Ya lleva más de diez minutos dándole vueltas en las manos, enguantadas en látex azul, a una lata de melocotones en almíbar, y los empleados empiezan a mirarla inquisitivamente. Ha tenido que esperar en la puerta un buen rato, hasta que salieran algunos de los clientes que estaban dentro, para que el mínimo aforo garantizase que se pudieran mantener las preceptivas distancias de seguridad entre los compradores. Cada tanto, levanta la vista de la etiqueta de papel que cubre la lata, y se vuelve a mirar hacia la puerta de la tienda. Ha venido sola porque no hay otra manera de salir de casa. No tiene un perro que sacar a pasear, y aunque lo tuviera, está prohibido hacerlo en compañía. De pronto, la mascarilla se le pega a la boca con una inhalación de sorpresa, consecuencia de la sonrisa espontánea que no ha podido evitar: en la puerta acaba de aparecer un muchacho moreno, que camina ligeramente cargado de hombros, como les sucede a los hombres altos que son también algo tímidos. Se acerca a tres metros, a dos metros, a un metro y medio… Ella casi se ahoga.

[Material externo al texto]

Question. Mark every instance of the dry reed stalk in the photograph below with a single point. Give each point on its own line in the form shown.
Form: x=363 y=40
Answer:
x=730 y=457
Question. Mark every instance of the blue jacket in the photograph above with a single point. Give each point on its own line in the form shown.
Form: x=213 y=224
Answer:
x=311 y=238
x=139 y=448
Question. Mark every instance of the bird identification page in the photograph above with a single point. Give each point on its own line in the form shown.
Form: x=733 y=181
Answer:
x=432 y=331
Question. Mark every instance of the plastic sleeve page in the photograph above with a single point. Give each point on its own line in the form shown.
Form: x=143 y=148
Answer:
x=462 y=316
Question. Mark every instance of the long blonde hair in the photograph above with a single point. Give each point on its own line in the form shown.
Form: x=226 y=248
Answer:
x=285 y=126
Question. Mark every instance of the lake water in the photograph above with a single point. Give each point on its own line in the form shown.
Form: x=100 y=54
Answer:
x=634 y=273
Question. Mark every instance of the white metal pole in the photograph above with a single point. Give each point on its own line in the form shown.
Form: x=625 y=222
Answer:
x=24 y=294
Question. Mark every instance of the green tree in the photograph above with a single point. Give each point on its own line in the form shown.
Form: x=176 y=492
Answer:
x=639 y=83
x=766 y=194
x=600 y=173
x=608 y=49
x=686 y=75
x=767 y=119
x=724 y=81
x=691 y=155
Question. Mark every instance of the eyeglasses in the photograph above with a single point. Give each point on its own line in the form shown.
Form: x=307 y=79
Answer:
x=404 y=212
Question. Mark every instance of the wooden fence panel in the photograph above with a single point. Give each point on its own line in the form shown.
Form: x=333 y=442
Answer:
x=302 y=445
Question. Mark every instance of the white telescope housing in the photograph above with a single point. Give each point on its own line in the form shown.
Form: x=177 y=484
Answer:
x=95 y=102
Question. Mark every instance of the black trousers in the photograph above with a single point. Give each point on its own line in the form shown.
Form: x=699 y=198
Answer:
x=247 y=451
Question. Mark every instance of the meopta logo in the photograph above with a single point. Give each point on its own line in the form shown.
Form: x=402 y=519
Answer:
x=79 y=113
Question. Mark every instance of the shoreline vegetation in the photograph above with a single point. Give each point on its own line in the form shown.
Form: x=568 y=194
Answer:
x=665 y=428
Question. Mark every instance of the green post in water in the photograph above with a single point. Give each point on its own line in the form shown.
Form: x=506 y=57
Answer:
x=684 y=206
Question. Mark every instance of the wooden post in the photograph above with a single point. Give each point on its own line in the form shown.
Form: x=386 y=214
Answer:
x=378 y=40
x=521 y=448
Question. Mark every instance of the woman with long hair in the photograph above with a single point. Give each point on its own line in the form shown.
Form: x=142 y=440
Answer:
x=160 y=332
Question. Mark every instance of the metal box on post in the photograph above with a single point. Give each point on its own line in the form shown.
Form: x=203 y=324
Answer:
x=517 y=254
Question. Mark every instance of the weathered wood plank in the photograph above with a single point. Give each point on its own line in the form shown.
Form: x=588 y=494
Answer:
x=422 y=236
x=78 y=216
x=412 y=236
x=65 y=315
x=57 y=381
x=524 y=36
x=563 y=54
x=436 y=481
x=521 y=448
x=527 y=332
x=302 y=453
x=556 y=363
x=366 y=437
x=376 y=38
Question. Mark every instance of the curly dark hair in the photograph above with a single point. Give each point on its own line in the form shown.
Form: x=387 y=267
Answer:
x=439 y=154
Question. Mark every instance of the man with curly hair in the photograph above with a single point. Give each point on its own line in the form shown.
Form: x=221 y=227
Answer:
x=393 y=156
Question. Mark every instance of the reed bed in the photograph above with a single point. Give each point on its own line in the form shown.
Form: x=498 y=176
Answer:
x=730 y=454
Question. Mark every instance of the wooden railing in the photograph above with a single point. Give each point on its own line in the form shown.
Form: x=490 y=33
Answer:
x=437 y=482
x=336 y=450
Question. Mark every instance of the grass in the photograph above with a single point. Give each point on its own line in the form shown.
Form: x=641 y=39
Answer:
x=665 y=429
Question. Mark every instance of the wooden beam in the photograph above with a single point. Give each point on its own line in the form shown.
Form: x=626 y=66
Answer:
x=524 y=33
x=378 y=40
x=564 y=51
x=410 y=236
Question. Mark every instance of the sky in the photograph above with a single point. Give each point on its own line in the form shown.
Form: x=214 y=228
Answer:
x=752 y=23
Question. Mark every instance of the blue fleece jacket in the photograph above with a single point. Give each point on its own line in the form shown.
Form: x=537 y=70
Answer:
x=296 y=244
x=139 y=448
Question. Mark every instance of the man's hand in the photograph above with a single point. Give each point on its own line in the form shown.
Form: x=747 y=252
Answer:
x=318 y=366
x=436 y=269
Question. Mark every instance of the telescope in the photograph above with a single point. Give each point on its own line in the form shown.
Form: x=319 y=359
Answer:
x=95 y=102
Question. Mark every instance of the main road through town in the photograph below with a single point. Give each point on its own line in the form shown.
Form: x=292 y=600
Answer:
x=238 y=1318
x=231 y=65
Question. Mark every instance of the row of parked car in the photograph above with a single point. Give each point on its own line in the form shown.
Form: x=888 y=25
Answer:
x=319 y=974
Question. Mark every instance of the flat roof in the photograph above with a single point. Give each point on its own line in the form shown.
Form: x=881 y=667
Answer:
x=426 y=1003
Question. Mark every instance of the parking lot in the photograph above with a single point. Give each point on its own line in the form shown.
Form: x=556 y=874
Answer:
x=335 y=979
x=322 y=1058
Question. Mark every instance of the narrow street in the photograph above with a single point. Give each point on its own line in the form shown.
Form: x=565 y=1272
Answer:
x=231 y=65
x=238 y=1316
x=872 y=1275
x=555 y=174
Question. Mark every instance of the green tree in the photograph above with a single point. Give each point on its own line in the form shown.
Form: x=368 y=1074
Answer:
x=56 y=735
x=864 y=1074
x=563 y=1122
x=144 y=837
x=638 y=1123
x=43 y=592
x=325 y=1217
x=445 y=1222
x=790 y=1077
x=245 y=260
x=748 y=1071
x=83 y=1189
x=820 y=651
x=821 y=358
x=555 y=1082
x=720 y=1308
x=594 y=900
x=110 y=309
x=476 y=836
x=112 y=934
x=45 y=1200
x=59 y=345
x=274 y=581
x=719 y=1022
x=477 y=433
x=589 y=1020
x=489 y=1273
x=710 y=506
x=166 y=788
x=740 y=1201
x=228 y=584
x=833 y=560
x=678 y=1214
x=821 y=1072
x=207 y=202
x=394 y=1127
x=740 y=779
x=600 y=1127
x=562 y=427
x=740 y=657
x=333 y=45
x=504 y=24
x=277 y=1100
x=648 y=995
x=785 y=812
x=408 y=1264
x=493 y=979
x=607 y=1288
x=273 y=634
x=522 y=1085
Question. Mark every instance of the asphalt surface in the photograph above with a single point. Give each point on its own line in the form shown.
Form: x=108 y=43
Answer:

- Güen diya. Qué tal campas?
- Muito contenta de bier-te.
- Se planta fuerte? Tiens augüeta n’ os güellos…
- No puedo alentar con isto, por ixo ploro…
Durante unos segundos intensos los dos se sonríen, se hablan, se besan, se tocan, se acarician con los ojos, a metro y medio de distancia, hasta que la voz de un dependiente los despierta:
- ¡Siguiente, por favor, pasen por caja, que hay gente esperando!
El muchacho se pone serio un instante, y con cierta angustia pregunta:
- Antonzes, dica mañana, aquí?
- Dica mañana, mozet.
Y ella paga los poco más de dos euros que cuesta su lata de melocotones, con tarjeta de crédito, por supuesto, y apenas puede ver los números del datáfono a través de las lágrimas.